Как всякий вступающий на поприще молодой человек, юноша-студент был высокого мнения о своих способностях. Не будучи удовлетворен состоянием, в каком находилась современная поэзия, юноша был настолько дерзок, что написал труд о поэте, которого выдумал сам. Он придумал его биографию, «выпустил» единственный сборник стихотворений, написанных якобы этим поэтом, присовокупив к этому два или три критических отклика, которые будто бы имели место в периодической печати, пытался даже сочинить стихи, но ограничился отдельными строчками, используя их в качестве цитат. Молодой человек казался весьма довольным собой, повествуя о том, с каким успехом прошел его доклад на научной конференции; больше того — ему выпала честь этим докладом о вымышленном поэте представлять свой вуз в другом, чуть ли не столичном, университете. И самое удивительное — обман его так и не раскрылся.
 — Литературные идеи носятся в воздухе, — заключил юный авантюрист, — и люди искушенные с легкостью принимают их на веру, стоит только сделать вид, что идеи эти осуществились. Кстати, — добавил почтальон, начиная понимать, что злоупотребляет гостеприимством хозяина, — я присутствовал на вечере в библиотеке, когда вы читали ваши последние стихи. И, знаете, меня удивило, насколько они близки тому, о чем я писал в своем докладе.
Молодой человек ушел. А поэт, не распаковав бандероль, завернул в бумагу три экземпляра еще пахнувших типографской краской сборника своих переложений на стихи Первого поэта, пересчитал купюры полученного за сборник гонорара, переписал набело начало своего письма, закончив его словами: «… но если я сообщу тебе о том, что прилагаемый сборник стихов и гонорар есть результат того, как мне угодно было распорядиться правом, предоставленным мне тобой самим, — примешь ли ты мои поздравления? С нетерпением жду ответа…», — и отправился на почту.

* * *

В доме на окраине села, который снимал Первый поэт, в четвертом часу ночи еще горел свет. На столе, сколоченном из сосновых досок, лежал листок, вырванный из школьной тетради. Сам поэт сидел на корточках возле голландки, в меховой куртке, небритый, и кидал в печь один за другим скомканные листки черновика. Пламя освещало его лицо, на котором застыло усталое, отсутствующее выражение. Покончив с санитарией, он выпрямился, потер глаза и подошел к столу.

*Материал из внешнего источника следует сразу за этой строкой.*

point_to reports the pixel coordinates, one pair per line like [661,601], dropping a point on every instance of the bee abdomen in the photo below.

— Под строгой тогой Прозерпины
Живая теплится душа.
Внимать ей надо чуть дыша,
И нам откроются тогда
Аида мрачные глубины,
Земли святая простота,
Олимпа высь и чистота… — прочел он.
 — Душа — дыша, душа — дыша, — повторял поэт, держа листок в руке. — Это профанация! — вдруг вскрикнул он, скомкал листок и в сердцах бросил его в печь.

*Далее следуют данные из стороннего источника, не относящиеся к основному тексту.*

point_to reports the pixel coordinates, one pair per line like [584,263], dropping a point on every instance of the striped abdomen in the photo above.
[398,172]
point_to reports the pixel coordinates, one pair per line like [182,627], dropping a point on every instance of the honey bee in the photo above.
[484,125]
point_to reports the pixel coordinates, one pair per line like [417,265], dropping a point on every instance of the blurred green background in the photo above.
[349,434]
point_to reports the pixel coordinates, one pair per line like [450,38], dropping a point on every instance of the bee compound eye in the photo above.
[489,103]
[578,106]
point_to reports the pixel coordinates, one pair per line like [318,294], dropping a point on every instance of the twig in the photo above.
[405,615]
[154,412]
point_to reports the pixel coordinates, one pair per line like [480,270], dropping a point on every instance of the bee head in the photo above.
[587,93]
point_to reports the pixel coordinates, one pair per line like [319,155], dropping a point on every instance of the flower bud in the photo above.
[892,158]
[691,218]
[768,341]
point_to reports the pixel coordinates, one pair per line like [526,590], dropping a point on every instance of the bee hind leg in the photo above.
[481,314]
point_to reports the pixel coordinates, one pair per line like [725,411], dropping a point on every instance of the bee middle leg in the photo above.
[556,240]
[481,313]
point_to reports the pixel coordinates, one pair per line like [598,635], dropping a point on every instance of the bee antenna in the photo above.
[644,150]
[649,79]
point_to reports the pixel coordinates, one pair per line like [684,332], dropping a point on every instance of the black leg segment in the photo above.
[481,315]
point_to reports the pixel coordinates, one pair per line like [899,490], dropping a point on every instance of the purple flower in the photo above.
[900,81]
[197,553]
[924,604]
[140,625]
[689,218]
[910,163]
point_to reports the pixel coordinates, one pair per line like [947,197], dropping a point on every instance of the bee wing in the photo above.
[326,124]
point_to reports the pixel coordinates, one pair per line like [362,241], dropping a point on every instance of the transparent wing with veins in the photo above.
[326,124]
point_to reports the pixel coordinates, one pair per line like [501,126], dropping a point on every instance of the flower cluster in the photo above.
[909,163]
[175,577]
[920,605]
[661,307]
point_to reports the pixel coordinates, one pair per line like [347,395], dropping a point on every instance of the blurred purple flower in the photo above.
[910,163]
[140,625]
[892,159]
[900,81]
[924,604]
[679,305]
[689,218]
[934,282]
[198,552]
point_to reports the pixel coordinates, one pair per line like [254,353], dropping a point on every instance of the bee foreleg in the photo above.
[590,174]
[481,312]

 — Какое, однако, капризное это слово — «душа»! Как и «смерть». Точно не зарифмуешь, разве что избитым чем. Душа, душа…
Поэт выключил свет, разделся и лег.
 — Душа, душа, душа, — всё бормотал он. Вдруг вспомнил, что не включил радио, будившее его на работу, нащупал ногами тапки и, подойдя к хозяйскому комоду, повернул ручку репродуктора. На мгновение он замер: ему послышалось, будто кто-то скребется в дверь. Включив свет и накинув куртку, он вышел в сени; за дверью никого не было. Поэт отворил входную дверь, нашарил рукой выключатель, заснеженное крыльцо осветилось, но ничьих следов, кроме его собственных, на крыльце не было.
 — Показалось, — проговорил он и хотел уже вернуться в постель, как вдруг взгляд его упал на порог, который весь был занесен снегом, проникшим сквозь широкую щель под дверью. Приглядевшись, поэт заметил, что из-под снега выглядывает уголок конверта. Он нагнулся, поднял конверт, который почтальонша, видимо не застав адресата в полдень, сунула под дверь, стряхнул с пакета снег и пошел в горницу.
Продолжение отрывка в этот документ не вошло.